Cisco has struck a blow to a hacker group that interrupted a significant international revenue stream that was produced by the Angler exploit kit. The kit has been linked to several high profile malvertising/ransomware campaigns and is designed to bypass security devices and attack the largest amount of devices possible.
Cisco discovered that an excessive number of proxy servers used by the exploit kit were found on servers of Limestone Networks with the primary threat actor responsible for half of Angler exploit kit activity. It targeted up to 90,000 victims a day and brought in more than £19.5 million per year.
Action was then taken. Cisco shut down customer access by updating products to stop redirects to the Angler proxy servers; released Snort rules to expose and block checks from the health checks; published communications methods so others can protect themselves and customers; published IoCs so defenders can analyse their own network activity and block access to remaining servers; contacted affected hosting providers to shut down malicious servers.

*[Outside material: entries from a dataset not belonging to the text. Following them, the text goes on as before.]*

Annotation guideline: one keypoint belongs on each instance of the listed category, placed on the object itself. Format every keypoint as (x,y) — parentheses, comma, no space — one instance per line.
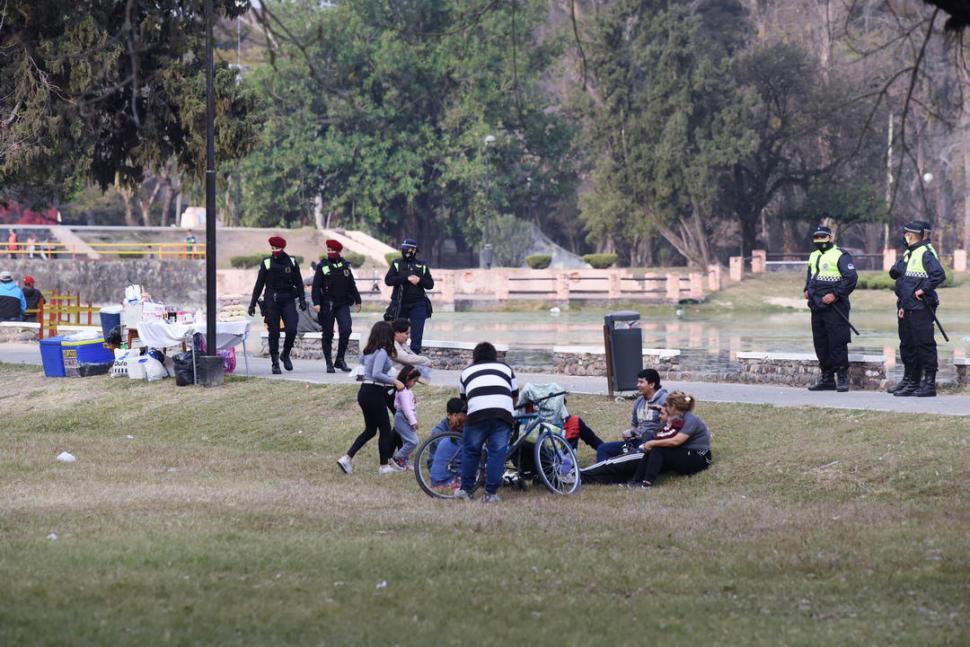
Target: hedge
(253,260)
(538,261)
(600,261)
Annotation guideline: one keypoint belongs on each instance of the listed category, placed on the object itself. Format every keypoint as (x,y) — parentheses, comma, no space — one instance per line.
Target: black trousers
(339,314)
(280,305)
(831,336)
(373,405)
(917,341)
(672,459)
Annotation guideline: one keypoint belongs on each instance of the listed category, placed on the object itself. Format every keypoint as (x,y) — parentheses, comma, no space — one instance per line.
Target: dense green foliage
(409,120)
(538,261)
(253,260)
(107,90)
(600,261)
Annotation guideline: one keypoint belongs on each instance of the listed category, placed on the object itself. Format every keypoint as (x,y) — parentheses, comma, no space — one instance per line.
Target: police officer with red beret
(279,273)
(334,291)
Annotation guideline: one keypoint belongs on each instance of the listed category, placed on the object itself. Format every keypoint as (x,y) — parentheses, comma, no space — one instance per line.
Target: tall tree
(669,126)
(105,90)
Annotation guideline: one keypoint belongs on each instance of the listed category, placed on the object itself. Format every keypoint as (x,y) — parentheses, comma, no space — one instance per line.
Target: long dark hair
(381,336)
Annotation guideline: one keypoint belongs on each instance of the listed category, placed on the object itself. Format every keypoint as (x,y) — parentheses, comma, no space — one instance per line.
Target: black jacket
(282,277)
(841,289)
(397,277)
(333,283)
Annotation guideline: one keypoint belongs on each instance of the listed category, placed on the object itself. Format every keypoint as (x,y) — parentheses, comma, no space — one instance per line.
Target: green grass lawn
(225,520)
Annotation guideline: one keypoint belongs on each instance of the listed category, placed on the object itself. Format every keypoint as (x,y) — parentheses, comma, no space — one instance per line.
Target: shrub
(600,261)
(875,281)
(538,261)
(253,260)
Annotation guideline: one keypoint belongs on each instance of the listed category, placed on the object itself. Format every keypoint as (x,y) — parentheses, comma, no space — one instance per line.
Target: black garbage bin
(624,349)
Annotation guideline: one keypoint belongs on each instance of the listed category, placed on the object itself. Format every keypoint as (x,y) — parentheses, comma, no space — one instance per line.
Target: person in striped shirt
(490,389)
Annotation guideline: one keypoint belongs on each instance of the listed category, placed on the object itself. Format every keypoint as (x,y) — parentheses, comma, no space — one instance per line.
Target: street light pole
(210,193)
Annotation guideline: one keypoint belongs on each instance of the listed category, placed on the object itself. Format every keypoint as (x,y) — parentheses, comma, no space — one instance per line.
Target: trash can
(624,349)
(110,317)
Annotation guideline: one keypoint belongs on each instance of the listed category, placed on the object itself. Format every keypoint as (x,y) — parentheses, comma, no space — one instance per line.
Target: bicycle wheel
(437,465)
(556,464)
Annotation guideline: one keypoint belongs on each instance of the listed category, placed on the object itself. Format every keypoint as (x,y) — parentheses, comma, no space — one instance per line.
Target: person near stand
(279,274)
(918,273)
(830,279)
(334,292)
(410,278)
(34,299)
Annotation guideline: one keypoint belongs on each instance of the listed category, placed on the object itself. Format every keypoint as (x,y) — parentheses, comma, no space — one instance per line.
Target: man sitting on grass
(445,467)
(645,420)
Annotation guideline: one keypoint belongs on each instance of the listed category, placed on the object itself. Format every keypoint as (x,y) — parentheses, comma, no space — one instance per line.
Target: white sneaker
(345,465)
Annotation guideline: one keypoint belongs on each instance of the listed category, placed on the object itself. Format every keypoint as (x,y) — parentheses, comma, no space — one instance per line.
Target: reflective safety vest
(269,261)
(914,262)
(824,266)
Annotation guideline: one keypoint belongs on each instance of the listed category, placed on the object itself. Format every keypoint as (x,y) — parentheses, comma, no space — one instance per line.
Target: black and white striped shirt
(490,389)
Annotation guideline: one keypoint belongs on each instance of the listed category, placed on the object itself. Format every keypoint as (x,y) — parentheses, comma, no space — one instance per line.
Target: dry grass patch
(225,521)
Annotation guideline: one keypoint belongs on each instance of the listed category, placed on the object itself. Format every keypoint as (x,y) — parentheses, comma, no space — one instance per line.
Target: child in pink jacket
(406,416)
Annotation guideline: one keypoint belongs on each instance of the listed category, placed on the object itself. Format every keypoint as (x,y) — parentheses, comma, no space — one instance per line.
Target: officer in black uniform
(410,278)
(918,273)
(334,291)
(280,274)
(830,279)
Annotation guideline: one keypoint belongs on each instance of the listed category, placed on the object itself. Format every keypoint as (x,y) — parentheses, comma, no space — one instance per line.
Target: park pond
(709,341)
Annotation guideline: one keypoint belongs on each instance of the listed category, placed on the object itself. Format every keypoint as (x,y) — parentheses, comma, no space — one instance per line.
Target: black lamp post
(213,373)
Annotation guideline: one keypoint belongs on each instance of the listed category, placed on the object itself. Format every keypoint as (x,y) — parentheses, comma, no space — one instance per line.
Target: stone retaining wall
(866,372)
(568,360)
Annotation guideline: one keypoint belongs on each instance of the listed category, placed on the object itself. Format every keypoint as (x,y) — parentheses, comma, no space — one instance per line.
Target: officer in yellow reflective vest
(830,279)
(918,273)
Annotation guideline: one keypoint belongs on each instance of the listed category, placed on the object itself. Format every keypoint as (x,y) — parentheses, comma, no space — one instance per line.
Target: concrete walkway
(313,371)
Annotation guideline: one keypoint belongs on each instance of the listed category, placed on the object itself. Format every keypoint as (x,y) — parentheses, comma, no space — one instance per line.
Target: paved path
(313,371)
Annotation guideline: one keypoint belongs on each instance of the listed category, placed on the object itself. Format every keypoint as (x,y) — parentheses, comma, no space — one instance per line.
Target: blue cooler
(52,356)
(86,357)
(110,317)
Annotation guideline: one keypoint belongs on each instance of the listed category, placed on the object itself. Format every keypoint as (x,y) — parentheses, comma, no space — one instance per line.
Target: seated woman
(682,446)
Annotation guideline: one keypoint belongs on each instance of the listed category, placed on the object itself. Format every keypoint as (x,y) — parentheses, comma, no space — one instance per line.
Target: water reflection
(715,340)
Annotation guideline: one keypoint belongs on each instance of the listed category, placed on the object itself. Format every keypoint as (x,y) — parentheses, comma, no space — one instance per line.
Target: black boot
(341,350)
(902,384)
(825,383)
(910,388)
(842,380)
(928,388)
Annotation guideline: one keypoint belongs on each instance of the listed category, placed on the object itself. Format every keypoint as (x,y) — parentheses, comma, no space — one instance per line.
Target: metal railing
(49,250)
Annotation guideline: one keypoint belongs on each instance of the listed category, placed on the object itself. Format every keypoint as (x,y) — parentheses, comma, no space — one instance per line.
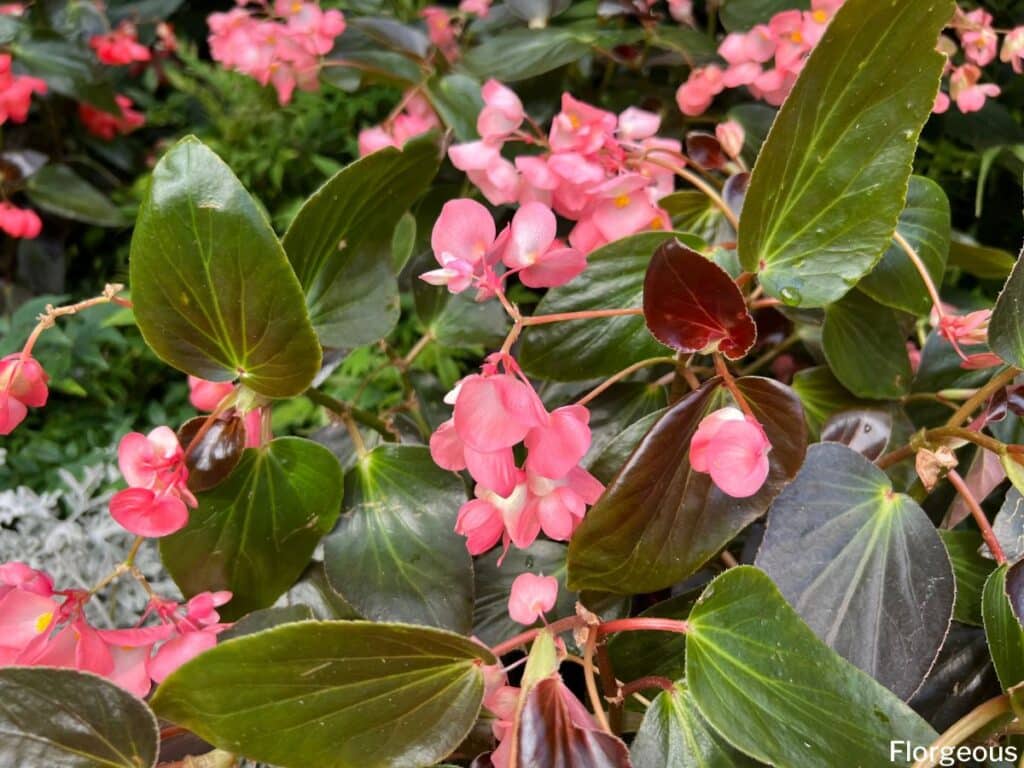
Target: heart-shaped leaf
(1006,332)
(1004,632)
(692,305)
(332,694)
(549,735)
(862,564)
(971,571)
(658,520)
(69,719)
(394,555)
(583,349)
(255,531)
(674,733)
(865,431)
(832,178)
(213,293)
(865,347)
(925,224)
(766,683)
(339,242)
(217,452)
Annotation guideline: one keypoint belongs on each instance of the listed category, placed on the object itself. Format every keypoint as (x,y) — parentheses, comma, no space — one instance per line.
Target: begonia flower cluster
(43,627)
(494,413)
(280,44)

This significant blow to the growing hacker economy can generate hundreds of millions of pounds a year, with ransomware and the black market sale of stolen IP, credit card information and personally identifiable information (PII).
In an email to SCMagazineUK.com Garve Hays, solution architect, NetIQ, the security portfolio of Micro Focus, commented: “With the revelation of this latest attack, we are seeing a rapid and proactive response to a known threat. This is something we have already seen recently with the Experian and T-Mobile breach. Reports of this most recent hack further go to show that a "Bastille" will not protect the data centre or customers. In fact, nowadays we need to think more in terms of speed of response to attack, and stop trying to hope that we can keep every bad guy out.
“The other key point here is that the criminals in this case are too lazy to research their own exploits and instead are using a toolkit. This time around their attempts were foiled, but is serves to show the barrier to entry has been lowered to the point where less skilled malefactors can make the attempt.
“Finally, it is worth noting the US $30 million (apx £20 million) figure is an estimate based on three percent of the victims paying a ransom.”